Dr Marianne Nicholson, consultant medical oncologist at Aberdeen Royal Infirmary, Scotland, is the trial’s principal investigator.
Bioven holds exclusive rights to EGF-PTI in territories including Europe, ASEAN and Australasia along with the first right of refusal in the Middle East. Bioven continues in dialogue with Cuba’s CIM in connection with US marketing rights.
According to El Tiempo, Cimavax is currently available in Cuba, Colombia, Peru and Paraguay.

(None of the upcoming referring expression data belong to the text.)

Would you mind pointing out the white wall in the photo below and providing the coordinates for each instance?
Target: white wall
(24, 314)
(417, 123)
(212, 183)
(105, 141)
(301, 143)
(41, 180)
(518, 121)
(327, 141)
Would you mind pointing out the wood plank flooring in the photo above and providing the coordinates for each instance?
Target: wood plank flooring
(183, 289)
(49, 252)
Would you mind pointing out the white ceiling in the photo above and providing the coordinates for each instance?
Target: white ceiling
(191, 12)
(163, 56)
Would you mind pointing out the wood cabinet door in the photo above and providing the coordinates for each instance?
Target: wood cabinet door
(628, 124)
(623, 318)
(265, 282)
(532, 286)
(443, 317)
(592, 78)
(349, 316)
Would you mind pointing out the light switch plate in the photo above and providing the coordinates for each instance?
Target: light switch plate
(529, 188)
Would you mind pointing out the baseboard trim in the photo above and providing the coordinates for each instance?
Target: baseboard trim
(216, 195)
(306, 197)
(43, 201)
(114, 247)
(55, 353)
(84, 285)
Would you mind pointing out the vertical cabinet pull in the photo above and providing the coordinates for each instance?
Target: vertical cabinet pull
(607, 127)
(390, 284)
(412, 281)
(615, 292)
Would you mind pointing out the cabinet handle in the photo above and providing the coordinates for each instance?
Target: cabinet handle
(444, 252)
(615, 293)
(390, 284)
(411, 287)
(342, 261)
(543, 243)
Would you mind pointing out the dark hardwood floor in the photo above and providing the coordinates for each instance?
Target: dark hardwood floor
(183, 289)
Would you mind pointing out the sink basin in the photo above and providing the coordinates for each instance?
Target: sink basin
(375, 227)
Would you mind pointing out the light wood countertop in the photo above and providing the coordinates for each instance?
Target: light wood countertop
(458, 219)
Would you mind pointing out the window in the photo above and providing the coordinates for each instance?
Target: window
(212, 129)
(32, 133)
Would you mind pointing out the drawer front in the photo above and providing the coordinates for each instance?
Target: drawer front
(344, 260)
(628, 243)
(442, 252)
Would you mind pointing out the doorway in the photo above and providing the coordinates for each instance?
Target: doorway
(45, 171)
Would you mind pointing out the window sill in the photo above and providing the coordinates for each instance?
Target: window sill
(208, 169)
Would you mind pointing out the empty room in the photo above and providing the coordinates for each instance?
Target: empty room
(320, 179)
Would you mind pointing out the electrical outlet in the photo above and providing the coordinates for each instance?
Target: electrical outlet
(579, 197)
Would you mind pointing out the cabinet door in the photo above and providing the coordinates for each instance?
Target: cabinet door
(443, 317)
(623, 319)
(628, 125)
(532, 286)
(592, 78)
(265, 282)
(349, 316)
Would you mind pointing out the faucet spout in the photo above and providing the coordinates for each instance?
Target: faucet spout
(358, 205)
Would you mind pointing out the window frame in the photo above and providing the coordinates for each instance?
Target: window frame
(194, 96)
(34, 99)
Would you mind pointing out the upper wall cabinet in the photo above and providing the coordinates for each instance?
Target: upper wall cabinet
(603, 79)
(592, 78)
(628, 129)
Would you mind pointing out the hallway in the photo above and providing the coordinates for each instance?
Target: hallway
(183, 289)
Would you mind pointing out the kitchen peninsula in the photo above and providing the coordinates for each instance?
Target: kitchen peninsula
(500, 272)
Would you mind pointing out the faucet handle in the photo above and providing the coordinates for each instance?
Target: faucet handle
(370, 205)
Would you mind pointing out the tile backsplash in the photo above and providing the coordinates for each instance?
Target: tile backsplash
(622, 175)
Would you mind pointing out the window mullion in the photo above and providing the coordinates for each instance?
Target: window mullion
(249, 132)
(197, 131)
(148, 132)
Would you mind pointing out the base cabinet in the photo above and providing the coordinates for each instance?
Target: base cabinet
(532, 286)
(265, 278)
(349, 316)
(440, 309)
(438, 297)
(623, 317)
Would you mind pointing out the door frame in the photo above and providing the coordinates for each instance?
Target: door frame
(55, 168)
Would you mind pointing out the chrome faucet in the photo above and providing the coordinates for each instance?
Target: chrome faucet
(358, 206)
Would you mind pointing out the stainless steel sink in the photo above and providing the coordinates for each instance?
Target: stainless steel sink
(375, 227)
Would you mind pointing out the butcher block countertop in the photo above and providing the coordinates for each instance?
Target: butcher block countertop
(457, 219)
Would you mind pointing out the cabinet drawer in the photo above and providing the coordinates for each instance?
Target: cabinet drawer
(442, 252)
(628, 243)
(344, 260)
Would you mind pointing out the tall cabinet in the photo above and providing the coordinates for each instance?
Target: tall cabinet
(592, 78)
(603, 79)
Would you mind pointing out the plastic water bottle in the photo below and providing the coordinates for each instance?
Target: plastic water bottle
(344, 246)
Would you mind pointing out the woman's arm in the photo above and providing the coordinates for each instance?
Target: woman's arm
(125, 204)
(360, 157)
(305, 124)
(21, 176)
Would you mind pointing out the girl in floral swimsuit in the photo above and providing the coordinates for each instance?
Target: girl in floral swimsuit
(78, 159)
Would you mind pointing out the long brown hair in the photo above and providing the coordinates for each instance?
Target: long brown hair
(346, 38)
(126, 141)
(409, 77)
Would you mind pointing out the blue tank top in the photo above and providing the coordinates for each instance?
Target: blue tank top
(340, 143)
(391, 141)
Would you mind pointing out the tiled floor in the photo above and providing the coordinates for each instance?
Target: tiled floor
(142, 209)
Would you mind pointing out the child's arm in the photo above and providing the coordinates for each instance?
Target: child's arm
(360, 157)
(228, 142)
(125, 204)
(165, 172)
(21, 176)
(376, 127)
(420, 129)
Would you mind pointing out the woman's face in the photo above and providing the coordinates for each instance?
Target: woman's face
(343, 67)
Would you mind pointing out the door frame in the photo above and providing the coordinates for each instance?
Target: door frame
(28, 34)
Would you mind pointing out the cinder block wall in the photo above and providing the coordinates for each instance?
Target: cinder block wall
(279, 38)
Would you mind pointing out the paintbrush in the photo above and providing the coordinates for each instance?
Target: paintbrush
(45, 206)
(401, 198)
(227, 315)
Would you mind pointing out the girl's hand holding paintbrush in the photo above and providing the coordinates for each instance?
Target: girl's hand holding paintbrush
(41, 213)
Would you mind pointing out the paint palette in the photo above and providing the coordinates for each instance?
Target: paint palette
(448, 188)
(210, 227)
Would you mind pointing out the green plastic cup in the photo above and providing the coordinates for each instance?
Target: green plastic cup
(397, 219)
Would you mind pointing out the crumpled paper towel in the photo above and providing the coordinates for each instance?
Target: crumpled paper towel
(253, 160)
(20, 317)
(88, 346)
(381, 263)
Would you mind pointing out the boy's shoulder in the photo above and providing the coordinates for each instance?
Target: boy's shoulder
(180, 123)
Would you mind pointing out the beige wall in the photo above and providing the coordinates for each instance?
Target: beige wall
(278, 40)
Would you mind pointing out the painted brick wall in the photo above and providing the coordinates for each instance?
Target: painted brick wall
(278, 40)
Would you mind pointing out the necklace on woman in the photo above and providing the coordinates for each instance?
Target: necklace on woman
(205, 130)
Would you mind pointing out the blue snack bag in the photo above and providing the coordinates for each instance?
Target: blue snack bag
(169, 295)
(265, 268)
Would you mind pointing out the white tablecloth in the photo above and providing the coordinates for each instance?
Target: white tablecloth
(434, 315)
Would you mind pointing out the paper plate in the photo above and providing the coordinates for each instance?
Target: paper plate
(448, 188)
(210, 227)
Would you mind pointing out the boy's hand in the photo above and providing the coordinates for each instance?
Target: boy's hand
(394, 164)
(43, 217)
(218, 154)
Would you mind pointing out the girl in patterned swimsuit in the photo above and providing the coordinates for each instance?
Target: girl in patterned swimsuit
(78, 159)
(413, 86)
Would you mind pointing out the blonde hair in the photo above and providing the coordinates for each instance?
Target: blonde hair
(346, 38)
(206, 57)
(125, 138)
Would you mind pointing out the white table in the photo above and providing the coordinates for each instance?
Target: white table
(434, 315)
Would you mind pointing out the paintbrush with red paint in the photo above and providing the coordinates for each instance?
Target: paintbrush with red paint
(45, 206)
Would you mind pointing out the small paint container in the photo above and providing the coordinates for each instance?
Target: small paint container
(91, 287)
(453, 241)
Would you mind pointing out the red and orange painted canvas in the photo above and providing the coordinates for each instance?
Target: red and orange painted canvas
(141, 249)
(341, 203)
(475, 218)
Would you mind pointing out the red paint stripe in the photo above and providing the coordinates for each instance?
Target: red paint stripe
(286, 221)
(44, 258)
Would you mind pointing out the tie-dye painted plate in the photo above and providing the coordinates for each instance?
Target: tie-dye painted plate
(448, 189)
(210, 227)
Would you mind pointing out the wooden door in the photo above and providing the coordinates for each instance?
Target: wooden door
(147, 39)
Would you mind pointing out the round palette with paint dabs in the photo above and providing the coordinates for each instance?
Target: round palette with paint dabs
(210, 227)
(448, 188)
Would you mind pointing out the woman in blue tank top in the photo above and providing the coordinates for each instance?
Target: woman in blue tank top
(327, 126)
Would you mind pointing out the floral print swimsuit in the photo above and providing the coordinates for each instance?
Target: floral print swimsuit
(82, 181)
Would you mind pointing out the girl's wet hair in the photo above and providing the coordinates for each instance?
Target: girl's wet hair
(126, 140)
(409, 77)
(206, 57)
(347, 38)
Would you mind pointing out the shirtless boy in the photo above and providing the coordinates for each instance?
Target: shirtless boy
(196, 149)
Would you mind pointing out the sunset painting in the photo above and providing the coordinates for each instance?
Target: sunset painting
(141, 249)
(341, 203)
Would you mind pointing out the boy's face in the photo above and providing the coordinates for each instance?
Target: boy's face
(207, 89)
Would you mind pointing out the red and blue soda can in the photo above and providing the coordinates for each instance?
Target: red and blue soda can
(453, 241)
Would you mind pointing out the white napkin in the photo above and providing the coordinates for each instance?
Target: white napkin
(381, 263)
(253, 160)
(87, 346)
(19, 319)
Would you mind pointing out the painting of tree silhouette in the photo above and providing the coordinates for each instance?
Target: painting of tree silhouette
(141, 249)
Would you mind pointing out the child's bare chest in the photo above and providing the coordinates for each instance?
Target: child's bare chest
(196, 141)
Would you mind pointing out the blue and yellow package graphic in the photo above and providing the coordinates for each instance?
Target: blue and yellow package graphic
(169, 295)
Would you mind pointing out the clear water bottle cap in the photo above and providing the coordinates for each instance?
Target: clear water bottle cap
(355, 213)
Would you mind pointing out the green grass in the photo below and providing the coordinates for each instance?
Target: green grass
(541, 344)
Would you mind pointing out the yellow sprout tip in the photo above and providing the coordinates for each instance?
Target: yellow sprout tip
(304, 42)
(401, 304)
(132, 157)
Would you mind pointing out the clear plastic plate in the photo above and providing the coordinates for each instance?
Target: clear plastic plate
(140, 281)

Steve Drew, Bioven’s Chief Executive Officer, said, “We are delighted to have received regulatory approval in the USA to enable us to include US patients in our on-going, international Phase III trial of EGF-PTI in non-small cell lung cancer. EGF-PTI is an exciting immunotherapy which in earlier Cuban studies has shown the potential for a significant overall survival benefit in a devastating disease of high unmet medical need.”
Dr Agustin Lage, President of Cuba’s CIMAB SA, which licensed rights to EGF-PTI to Bioven, commented, “We are very pleased that our innovative immunotherapy, which was initially developed at the Centre of Molecular Immunology (CIM) in Cuba, is to be trialled in the USA as part of Bioven’s international Phase III study. Our clinical studies of this immunotherapy in Cuba have produced compelling clinical data in non-small cell lung cancer and I look forward to our data being replicated in Bioven’s study.”